Segundo os evangelhos, João proclamava um evangelho, uma boa nova, muito semelhante à de Jesus: «Convertei-vos, pois está próximo o reino dos Céus» (Mateus 3, 1).
O seu aparecimento nas margens do Jordão a batizar as pessoas que confessavam os pecados cansou grande comoção.
Os judeus estavam fartos do domínio romano e o anúncio da vinda iminente do Messias provocou uma peregrinação massiva e expectante para o rio. O próprio Jesus se junta, solidário, a essa mole humana que, em fila, recebe o batismo para o perdão dos pecados.
João Batista proclama um evangelho de fogo: anuncia a vinda do Messias como julgamento. Um julgamento que compara às queimadas antes das primeiras chuvas para preparar os pastos; à limpeza do trigo e à queima da palha no fim da colheita; ao abate e queima das árvores sem bom fruto…
Já na prisão, ouve falar de Jesus e do seu evangelho — muito diferente das suas expectativas —, fica perplexo e manda perguntar: «És tu o que está para vir ou havemos de esperar outro?» (Mateus 11, 3).

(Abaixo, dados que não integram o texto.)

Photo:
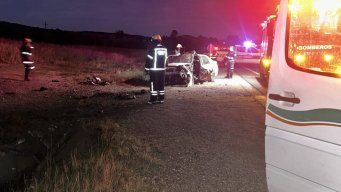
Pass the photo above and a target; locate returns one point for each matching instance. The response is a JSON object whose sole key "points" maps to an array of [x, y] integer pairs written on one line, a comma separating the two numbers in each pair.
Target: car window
{"points": [[205, 60]]}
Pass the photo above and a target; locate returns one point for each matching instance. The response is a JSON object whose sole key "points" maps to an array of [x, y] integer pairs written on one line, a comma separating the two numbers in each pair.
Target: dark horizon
{"points": [[217, 19]]}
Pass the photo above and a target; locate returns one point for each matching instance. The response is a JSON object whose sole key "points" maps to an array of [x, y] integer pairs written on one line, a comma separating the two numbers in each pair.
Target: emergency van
{"points": [[303, 115], [268, 27]]}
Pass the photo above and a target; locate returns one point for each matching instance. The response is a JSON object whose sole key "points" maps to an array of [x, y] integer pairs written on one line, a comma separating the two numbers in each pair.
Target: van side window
{"points": [[314, 37]]}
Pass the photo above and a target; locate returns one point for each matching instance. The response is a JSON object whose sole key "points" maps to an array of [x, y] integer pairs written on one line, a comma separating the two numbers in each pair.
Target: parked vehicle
{"points": [[303, 116], [226, 57], [190, 68], [268, 27]]}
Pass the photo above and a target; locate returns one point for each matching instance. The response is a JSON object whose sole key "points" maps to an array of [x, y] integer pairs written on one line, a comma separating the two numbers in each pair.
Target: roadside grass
{"points": [[119, 162]]}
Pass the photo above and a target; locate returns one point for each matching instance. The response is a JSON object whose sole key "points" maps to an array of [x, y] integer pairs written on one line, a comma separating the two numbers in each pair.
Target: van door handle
{"points": [[277, 97]]}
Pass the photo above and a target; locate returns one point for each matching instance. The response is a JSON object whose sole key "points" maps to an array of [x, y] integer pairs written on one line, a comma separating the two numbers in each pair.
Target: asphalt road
{"points": [[210, 137]]}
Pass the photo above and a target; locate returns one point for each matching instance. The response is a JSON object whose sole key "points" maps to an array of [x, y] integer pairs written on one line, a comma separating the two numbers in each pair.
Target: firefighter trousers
{"points": [[157, 85]]}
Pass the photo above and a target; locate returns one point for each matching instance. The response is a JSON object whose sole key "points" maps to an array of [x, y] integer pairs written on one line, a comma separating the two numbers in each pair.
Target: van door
{"points": [[303, 116]]}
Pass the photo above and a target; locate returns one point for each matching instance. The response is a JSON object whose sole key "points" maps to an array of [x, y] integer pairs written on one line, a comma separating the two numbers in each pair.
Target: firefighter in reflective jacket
{"points": [[26, 56], [156, 66]]}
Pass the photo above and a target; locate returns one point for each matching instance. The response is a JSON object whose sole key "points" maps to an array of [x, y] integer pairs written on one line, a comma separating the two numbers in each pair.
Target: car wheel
{"points": [[186, 77]]}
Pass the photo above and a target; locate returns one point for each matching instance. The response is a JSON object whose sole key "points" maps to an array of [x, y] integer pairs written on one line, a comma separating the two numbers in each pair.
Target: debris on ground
{"points": [[126, 96], [94, 81], [41, 89]]}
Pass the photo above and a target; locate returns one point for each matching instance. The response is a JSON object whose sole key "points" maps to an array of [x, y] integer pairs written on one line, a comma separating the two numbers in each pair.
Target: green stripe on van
{"points": [[316, 115]]}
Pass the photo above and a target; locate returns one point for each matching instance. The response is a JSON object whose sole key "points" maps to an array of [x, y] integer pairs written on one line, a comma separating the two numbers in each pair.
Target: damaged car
{"points": [[190, 68]]}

Celebrar São João Batista como padroeiro é acolher-nos à sua proteção, colhermos o paradigma da sua vida:
- João vestia-se à maneira dos profetas — com peles de camelo — e alimentava-se de mel silvestre e gafanhotos. Um homem que vive uma vida com uma pegada mínima, sustentada, uma sobriedade feliz — como propõe o Papa Francisco para resolver a crise humana e ambiental em que vivemos devido ao consumismo insaciável;
- um homem feliz com o seu lugar, que não quer usurpar o papel do Messias («Não sou quem pensais»), mas quer que Jesus inicie a sua missão («é necessário que Ele cresça e eu diminua»);
- um homem que tem dúvidas e procura respostas ao enviar os seus discípulos a Jesus;
- um homem que faz o mesmo apelo ao devoto que faz fila para o batismo e ao rei a quem chama à razão por causa «das suas maldades».

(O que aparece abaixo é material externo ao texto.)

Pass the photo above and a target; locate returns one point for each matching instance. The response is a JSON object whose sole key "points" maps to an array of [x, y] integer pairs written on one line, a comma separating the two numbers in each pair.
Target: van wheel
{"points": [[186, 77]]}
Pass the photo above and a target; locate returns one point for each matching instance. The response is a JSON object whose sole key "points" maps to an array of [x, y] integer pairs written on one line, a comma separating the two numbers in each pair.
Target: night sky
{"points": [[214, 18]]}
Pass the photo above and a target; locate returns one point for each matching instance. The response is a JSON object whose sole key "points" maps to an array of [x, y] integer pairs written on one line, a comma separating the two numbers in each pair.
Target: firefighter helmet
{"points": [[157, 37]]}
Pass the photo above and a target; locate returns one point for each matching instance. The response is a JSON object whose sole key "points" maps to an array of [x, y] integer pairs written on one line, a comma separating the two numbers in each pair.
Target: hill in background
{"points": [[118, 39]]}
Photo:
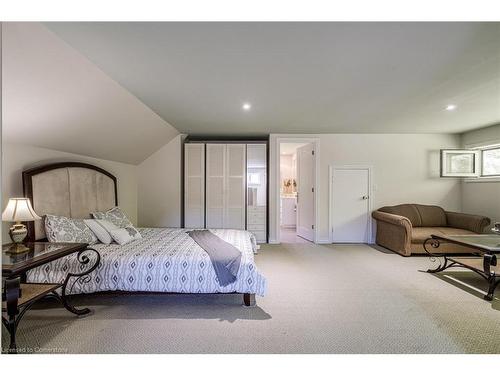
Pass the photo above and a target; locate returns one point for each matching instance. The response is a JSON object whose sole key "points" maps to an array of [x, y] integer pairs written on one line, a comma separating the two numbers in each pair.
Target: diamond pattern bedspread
{"points": [[164, 260]]}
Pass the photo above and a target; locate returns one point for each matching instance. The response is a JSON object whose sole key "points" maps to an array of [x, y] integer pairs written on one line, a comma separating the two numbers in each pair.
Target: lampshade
{"points": [[19, 209]]}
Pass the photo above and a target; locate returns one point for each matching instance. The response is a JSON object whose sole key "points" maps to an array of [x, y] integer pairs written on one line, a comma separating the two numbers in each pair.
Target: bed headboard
{"points": [[67, 189]]}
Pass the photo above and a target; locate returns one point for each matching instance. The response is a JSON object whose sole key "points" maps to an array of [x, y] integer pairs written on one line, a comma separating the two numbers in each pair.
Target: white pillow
{"points": [[115, 215], [106, 231], [101, 229], [65, 229]]}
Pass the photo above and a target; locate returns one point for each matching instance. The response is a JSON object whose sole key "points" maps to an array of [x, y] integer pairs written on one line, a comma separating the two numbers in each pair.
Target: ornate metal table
{"points": [[18, 296], [484, 247]]}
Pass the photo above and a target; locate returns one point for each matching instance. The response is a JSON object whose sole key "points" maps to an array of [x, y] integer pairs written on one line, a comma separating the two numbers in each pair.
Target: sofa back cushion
{"points": [[431, 216], [407, 210]]}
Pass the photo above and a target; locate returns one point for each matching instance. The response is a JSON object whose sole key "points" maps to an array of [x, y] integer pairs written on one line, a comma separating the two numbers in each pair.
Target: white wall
{"points": [[159, 187], [405, 170], [16, 158], [482, 198]]}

— ao crente anónimo pede a partilha da comida e da roupa com quem não tem;
— ao funcionário público pede que não exija mais do que é devido;
— às forças da ordem pede justiça e contentamento com o salário.
Olhar para João Batista, o profeta, é aceitar — como dizia Deus a Isaías — ser espada afiada e seta aguçada na aljava do Senhor, tocando a Sua glória.

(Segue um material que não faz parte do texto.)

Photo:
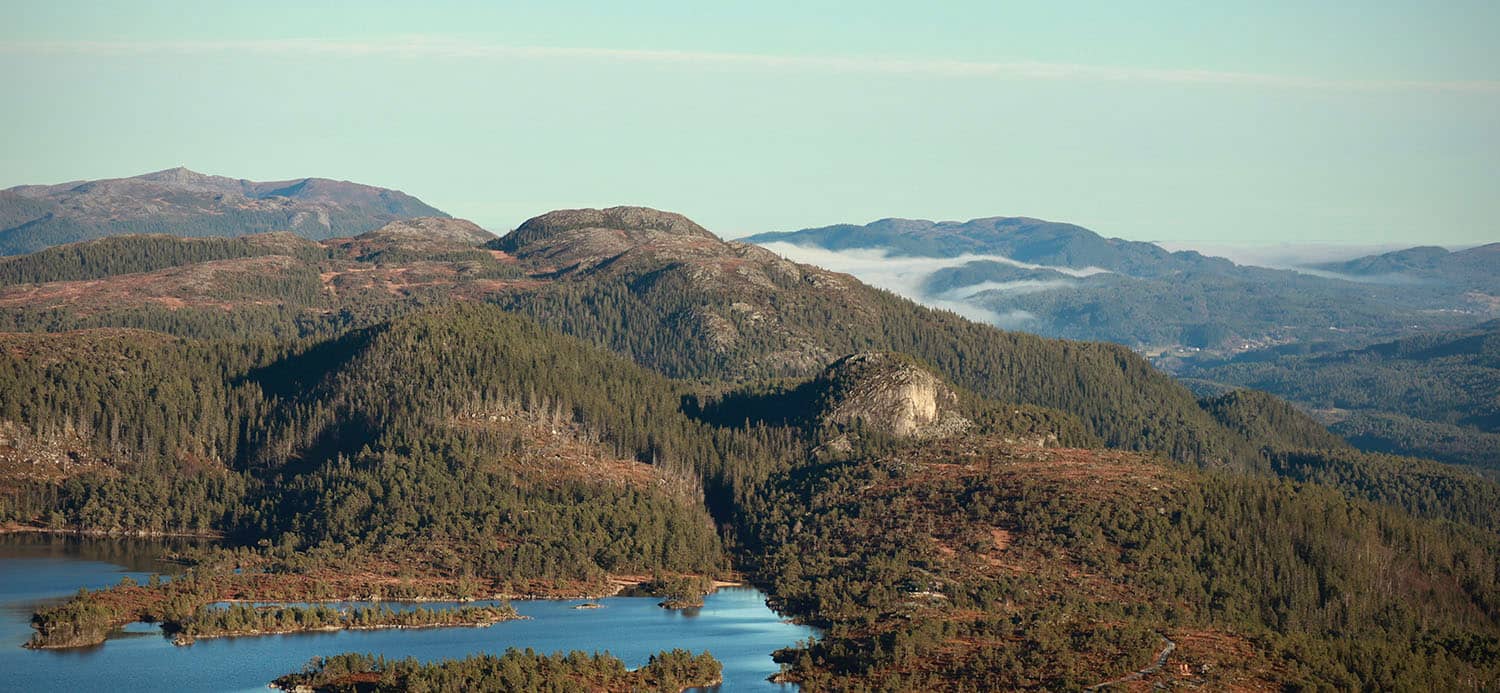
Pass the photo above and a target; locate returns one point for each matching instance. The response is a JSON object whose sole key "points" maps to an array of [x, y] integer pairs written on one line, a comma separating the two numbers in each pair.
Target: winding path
{"points": [[1161, 662]]}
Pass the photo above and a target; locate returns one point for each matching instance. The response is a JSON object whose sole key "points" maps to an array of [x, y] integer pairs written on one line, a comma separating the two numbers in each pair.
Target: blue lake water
{"points": [[734, 624]]}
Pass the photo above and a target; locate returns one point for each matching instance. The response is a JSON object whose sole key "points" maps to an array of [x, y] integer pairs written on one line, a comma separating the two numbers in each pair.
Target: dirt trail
{"points": [[1161, 662]]}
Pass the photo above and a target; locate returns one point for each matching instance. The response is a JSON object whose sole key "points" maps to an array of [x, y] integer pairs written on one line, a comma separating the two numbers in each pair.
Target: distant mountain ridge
{"points": [[186, 203], [1065, 281], [1472, 267], [1017, 237]]}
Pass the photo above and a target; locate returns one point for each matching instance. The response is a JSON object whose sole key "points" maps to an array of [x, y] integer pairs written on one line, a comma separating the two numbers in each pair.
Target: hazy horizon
{"points": [[1259, 125]]}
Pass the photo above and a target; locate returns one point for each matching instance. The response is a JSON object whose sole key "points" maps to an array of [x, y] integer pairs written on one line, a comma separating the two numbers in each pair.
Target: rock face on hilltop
{"points": [[890, 393], [432, 230], [624, 219], [185, 203], [719, 297]]}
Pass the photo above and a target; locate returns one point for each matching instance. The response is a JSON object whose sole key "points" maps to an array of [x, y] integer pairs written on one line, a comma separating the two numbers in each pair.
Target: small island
{"points": [[248, 620], [516, 669]]}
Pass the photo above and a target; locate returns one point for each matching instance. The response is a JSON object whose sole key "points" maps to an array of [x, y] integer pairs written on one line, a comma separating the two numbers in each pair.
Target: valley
{"points": [[426, 411]]}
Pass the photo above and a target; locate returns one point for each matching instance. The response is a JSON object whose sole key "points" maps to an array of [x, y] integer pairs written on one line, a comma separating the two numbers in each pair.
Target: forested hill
{"points": [[186, 203], [1431, 395], [939, 534]]}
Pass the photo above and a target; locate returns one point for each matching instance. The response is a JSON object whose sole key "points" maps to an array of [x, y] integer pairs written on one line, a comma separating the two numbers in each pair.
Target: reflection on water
{"points": [[734, 624]]}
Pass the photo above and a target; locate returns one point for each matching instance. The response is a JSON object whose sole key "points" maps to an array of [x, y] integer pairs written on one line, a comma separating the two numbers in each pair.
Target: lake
{"points": [[734, 624]]}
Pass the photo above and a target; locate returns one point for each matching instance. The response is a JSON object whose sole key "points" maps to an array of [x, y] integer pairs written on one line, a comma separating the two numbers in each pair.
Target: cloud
{"points": [[906, 275], [1019, 287], [1284, 255], [437, 47]]}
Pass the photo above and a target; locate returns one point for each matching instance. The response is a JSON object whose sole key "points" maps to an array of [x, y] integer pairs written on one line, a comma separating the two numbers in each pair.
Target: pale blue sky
{"points": [[1272, 122]]}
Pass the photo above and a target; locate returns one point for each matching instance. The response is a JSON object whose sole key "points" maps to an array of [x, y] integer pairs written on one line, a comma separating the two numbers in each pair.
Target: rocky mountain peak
{"points": [[629, 219], [890, 393], [431, 230]]}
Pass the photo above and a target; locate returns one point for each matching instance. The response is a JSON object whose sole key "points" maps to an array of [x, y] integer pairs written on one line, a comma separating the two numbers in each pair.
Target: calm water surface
{"points": [[734, 624]]}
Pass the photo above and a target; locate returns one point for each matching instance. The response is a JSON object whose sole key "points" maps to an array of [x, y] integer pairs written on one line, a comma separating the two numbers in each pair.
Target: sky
{"points": [[1179, 122]]}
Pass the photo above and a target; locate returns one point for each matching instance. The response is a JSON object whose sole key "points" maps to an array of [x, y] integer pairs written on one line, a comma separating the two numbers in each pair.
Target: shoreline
{"points": [[188, 641], [206, 534]]}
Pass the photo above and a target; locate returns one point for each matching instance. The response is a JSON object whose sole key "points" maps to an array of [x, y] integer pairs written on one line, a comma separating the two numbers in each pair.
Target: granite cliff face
{"points": [[890, 393]]}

Como o profeta Isaías, podemos sentir-nos servos cansados, extenuados, deprimidos, porque vivemos numa sociedade que não valoriza a matriz cristã de onde vem. Mas o Senhor repete: não chega sermos servos, somos luz das nações, discípulos missionários que portam a salvação de Deus até aos cantos mais distantes do mundo.
Ao jeito de João, apontamos para Jesus e dizemos: «Eis o Cordeiro de Deus, que tira o pecado do mundo».
A energia que alimenta a nossa luz vem das boas obras, da partilha do pão e da ternura, do respeito pela lei numa sociedade tão corrupta e corrompida, de nos sentirmos felizes com a pessoas que somos e com o que temos.
Assim, podemos celebrar São João Batista como nosso glorioso padroeiro! Mesmo em tempo de pandemia — como hoje o fazemos. Que ele nos proteja e sacuda a nossa inércia. Amen.